No existió un campo de concentración llamado Totenhausen en Mecklemburgo. Pero existieron demasiados campos como ese en Alemania y Polonia. Los experimentos médicos del doctor Clauberg están debidamente documentados. Las experiencias relacionadas con la meningitis son ficticias, pero ni se acercan al horror de ciertos experimentos realizados por los nazis.

La Cruz Victoria, la más alta condecoración militar británica, ha sido otorgada a un solo ciudadano extranjero: un "guerrero norteamericano desconocido". Que yo sepa, no existe una "lista secreta" como la mencionada en el primer capítulo. Un civil extranjero que realizara una misión similar a la relatada aquí habría recibido la Cruz Jorge, desconocida por la mayoría de los norteamericanos.

El castillo de Achnacarry existe; de allí salieron algunos de los grandes héroes anónimos de la Segunda Guerra Mundial. El jefe de la escuela de comandos era el coronel Charles Vaughan, a quien corresponde en buena medida el mérito por las hazañas de sus discípulos, entre ellos los Rangers del ejército norteamericano. Sir Donald Walter Cameron era el Laird de Achnacarry durante la guerra y padre del actual laird, Sir Donald Hamish Cameron, quien se destacó en combate con los Exploradores de Lovat. Introduje al coronel Vaughan y a Sir Donald padre como personajes de mi novela con el mayor respeto y admiración.
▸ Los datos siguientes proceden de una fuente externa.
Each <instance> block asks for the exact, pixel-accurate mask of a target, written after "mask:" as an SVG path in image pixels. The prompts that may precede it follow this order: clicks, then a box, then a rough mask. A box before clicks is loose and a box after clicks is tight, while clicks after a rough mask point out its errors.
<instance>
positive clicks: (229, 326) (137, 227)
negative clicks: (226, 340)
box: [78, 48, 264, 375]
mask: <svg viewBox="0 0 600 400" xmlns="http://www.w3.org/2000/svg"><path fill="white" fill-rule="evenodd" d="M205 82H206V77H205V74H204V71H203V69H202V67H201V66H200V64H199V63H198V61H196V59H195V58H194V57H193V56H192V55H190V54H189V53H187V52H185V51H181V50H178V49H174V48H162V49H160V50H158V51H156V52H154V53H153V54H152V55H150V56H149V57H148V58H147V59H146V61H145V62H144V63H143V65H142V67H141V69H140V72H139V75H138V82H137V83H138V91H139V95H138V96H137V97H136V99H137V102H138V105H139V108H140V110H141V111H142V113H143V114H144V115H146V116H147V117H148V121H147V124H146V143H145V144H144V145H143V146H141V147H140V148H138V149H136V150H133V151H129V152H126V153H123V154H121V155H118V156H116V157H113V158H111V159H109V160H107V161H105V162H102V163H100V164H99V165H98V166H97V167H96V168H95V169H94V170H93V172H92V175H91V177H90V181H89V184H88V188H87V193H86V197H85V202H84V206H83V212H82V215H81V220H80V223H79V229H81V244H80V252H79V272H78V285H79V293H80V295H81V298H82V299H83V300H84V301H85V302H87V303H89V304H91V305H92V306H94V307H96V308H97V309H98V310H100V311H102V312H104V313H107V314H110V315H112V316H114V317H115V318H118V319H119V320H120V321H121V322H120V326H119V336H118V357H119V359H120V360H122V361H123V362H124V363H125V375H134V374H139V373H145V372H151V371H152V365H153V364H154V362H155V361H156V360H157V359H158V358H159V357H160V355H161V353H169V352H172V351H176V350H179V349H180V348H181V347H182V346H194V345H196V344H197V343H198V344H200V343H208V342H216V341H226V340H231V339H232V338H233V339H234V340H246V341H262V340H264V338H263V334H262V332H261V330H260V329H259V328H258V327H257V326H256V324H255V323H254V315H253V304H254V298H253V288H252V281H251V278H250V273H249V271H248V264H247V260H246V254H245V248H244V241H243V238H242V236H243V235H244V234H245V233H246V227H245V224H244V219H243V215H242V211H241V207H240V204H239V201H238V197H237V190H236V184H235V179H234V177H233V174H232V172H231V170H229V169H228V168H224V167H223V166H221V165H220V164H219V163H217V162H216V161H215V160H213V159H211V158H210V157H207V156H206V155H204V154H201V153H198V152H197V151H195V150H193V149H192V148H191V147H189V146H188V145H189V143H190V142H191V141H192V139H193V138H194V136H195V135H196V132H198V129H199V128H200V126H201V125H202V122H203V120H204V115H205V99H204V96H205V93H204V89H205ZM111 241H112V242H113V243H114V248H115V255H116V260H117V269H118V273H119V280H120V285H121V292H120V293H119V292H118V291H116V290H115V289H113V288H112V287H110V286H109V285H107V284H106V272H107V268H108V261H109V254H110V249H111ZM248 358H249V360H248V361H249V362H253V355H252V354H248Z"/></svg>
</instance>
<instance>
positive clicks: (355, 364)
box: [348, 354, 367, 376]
Los gases neurotóxicos descritos en Gas Letal eran y son reales. Los alemanes inventaron el Tabun en 1936, el Sarin en 1938 y el Soman en 1944. Aun hoy, estos últimos son los gases bélicos más temidos. Para el fin de la guerra los nazis habían producido más de siete mil toneladas de Sarin. La historia oficial dice que nunca se llegó a producir el Soman en gran escala; sin embargo, el manto de secreto que cayó sobre estos compuestos después de la rendición nazi nos impide conocer los hechos con certeza.

Creo que Adolf Hitler, un hombre dispuesto a destruir Alemania antes que capitular, sólo se hubiera abstenido de recurrir a un arma potencialmente decisiva como el Soman por razones muy poderosas. Me complace creer que los Aliados, y Winston Churchill en particular, poseían el ánimo y el coraje para ordenar una misión como la que relata Gas Letal. Los noruegos realizaron una "misión suicida" similar con ayuda del SOE contra una fábrica de agua pesada en su país en 1943. Esa onerosa incursión privó a Adolf Hitler de las armas nucleares.